The Boyd Orr Centre for Population and Ecosystem Health addresses the clinical and ecological health of populations and ecosystems. It is particularly committed to breaking down traditional boundaries across academia and promoting new research partnerships that have a direct and positive practical impact. On 17th and 18th July, we held a conference concentrating on two major emerging foci of our research that span the range of our interests, while demonstrating how cross-cutting themes can take strikingly different approaches. You can find a timeline of tweets about the conference using the #boydorr14 hashtag in the Storify at the bottom of this page.
Interdisciplinary approaches to disease control
Thursday 17th July
The first day concentrated on interventions to control disease from a diverse range of perspectives and experiences. Disease control has been the main concern of the centre since its inception, but it is increasingly clear that understanding the complexity of interactions among the social, political, economic, ecological, public health and veterinary domains is critical to the design of effective control strategies.
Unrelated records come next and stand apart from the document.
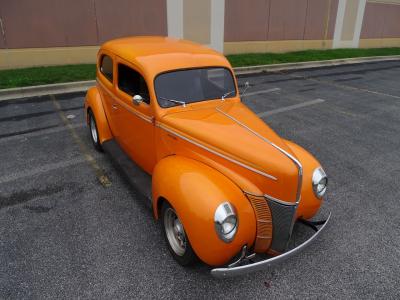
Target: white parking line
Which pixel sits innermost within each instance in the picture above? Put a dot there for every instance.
(41, 169)
(262, 92)
(38, 133)
(290, 107)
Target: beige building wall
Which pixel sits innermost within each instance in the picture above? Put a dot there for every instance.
(69, 32)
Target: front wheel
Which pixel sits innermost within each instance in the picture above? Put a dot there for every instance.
(175, 235)
(94, 133)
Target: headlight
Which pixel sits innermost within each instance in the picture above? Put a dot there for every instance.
(319, 182)
(226, 222)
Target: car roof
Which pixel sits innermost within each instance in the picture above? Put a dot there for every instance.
(157, 54)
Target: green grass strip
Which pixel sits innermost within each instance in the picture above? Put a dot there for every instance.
(69, 73)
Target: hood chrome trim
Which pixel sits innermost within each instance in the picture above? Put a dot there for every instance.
(291, 157)
(266, 196)
(162, 126)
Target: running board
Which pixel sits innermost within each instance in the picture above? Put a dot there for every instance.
(134, 174)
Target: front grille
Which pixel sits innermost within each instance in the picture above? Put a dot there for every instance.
(264, 224)
(282, 221)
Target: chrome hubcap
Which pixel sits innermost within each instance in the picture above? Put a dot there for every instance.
(175, 233)
(93, 129)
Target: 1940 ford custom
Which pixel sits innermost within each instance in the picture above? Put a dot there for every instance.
(226, 188)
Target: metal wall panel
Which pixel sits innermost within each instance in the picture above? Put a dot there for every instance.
(48, 23)
(287, 19)
(246, 21)
(60, 23)
(381, 21)
(319, 16)
(130, 17)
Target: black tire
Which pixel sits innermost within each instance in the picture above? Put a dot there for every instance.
(188, 257)
(94, 133)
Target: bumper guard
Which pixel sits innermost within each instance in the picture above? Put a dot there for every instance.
(261, 265)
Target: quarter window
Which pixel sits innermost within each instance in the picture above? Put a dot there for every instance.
(132, 83)
(106, 67)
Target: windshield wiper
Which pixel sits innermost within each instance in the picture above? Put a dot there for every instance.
(227, 94)
(174, 101)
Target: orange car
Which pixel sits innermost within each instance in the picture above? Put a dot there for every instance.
(225, 186)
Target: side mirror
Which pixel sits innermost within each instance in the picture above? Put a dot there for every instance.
(246, 86)
(137, 99)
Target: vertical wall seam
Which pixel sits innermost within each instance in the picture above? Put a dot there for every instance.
(269, 19)
(3, 32)
(327, 19)
(305, 20)
(359, 22)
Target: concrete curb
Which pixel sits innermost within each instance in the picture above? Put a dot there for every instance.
(42, 90)
(81, 86)
(312, 64)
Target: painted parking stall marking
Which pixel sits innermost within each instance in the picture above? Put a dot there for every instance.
(100, 174)
(290, 107)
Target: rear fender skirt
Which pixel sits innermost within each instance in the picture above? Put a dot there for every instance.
(94, 102)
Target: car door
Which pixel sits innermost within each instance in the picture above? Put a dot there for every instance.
(134, 121)
(105, 82)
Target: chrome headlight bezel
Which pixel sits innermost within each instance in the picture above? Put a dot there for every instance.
(319, 182)
(226, 221)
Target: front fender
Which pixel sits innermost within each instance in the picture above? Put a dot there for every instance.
(309, 203)
(94, 102)
(195, 190)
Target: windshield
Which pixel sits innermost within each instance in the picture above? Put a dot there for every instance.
(194, 85)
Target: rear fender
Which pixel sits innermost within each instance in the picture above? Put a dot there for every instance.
(195, 190)
(93, 101)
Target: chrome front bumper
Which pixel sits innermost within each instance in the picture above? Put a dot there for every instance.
(261, 265)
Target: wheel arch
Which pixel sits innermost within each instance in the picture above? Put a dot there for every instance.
(195, 190)
(94, 103)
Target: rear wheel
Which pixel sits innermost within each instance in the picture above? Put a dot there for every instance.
(175, 235)
(94, 133)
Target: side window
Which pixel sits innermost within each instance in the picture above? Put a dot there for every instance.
(106, 67)
(132, 83)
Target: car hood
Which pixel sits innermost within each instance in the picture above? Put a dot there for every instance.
(236, 132)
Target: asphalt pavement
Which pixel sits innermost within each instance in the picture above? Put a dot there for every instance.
(72, 227)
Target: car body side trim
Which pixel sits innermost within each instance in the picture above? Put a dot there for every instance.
(160, 125)
(262, 265)
(291, 157)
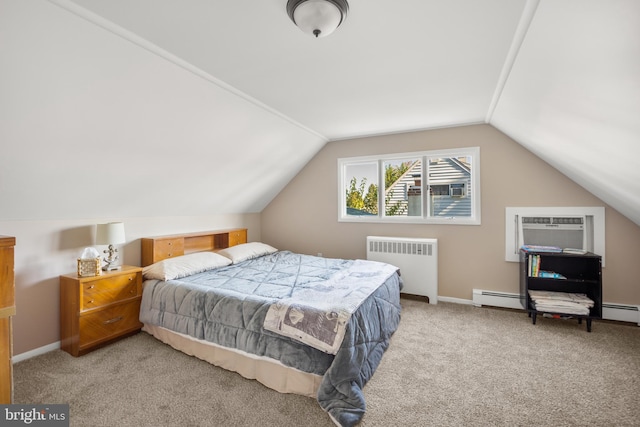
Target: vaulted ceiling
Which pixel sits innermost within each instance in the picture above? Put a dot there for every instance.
(561, 77)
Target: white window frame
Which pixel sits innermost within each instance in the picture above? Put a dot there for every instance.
(473, 191)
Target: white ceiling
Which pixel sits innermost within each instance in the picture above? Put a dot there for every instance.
(419, 64)
(558, 76)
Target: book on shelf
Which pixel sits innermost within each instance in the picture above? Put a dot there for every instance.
(535, 270)
(574, 251)
(541, 248)
(550, 275)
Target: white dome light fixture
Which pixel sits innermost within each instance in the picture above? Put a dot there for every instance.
(318, 18)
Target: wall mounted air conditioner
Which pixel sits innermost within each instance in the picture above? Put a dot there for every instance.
(566, 227)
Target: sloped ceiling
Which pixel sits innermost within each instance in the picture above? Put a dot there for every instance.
(558, 76)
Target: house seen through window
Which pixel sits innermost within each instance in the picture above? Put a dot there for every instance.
(430, 186)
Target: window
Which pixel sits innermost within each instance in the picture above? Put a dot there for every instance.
(426, 187)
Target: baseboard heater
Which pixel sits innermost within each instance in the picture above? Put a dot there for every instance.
(619, 312)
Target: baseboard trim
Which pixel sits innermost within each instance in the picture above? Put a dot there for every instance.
(610, 311)
(455, 300)
(35, 352)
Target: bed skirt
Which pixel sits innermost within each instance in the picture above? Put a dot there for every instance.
(269, 372)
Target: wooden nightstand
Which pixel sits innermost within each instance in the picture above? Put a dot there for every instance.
(97, 310)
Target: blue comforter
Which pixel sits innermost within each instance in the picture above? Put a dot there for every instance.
(228, 306)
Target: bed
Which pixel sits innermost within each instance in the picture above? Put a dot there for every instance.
(297, 323)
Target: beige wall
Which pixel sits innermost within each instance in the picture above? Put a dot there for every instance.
(303, 217)
(46, 249)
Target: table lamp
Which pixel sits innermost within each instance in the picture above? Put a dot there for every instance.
(110, 234)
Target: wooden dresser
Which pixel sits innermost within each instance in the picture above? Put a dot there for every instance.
(97, 310)
(158, 248)
(7, 309)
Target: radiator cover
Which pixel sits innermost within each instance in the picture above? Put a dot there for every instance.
(417, 259)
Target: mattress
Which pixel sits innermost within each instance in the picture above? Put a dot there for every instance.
(227, 308)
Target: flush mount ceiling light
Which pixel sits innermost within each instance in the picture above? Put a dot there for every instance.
(317, 17)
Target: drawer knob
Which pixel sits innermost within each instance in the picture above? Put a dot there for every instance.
(114, 320)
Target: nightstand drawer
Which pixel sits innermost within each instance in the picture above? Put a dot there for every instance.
(109, 290)
(111, 322)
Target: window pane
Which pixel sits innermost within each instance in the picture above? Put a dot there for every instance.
(403, 187)
(449, 181)
(361, 189)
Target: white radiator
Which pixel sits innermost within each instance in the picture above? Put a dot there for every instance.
(416, 258)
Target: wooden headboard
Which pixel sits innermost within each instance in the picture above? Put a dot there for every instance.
(158, 248)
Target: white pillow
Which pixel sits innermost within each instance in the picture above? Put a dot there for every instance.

This meeting brought together practitioners, policy-makers and scientists from across these disciplines to address the question: what determines the success and failure in disease control programmes?
Keynote speakers from the University of Glasgow, the UN Food & Agriculture Organization, the London School of Tropical Medicine and Hygiene, and the Royal Veterinary College talked on control of ebola, rinderpest, rabies, guinea worm and foot-and-mouth disease.
Principal Anton Muscatelli, UoG – Welcome address.
Followed by a reception hosted by the Principal of the University of Glasgow and the Centre to celebrate winning the Queen's Anniversary Prize. Speeches by Anton Muscatelli (Principal of the University of Glasgow), Councillor Gordon Matheson (Leader of Glasgow City Council) and Richard Reeve (co-director of the Boyd Orr Centre for Population and Ecosystem Health).
Friday 18th July
The second day’s focus was on diversity, a cross-cutting theme where the centre is developing a fundamental underlying theory and which has application right across UK research council remits as well as in practice and policy. Diversity is the extent of variation in and between populations. It is found throughout biological systems and encompasses variation from the scale of the molecule to the rainforest. For example:
Species diversity influences the health and sustainability of ecosystems;
Genetic diversity is important for the health and productivity of crops and livestock;
Immune diversity is key to host protection from diverse and evolving pathogens;
Pathogen diversity informs vaccine and drug development;
Diversity in antimicrobial resistance is a serious clinical and drug development problem.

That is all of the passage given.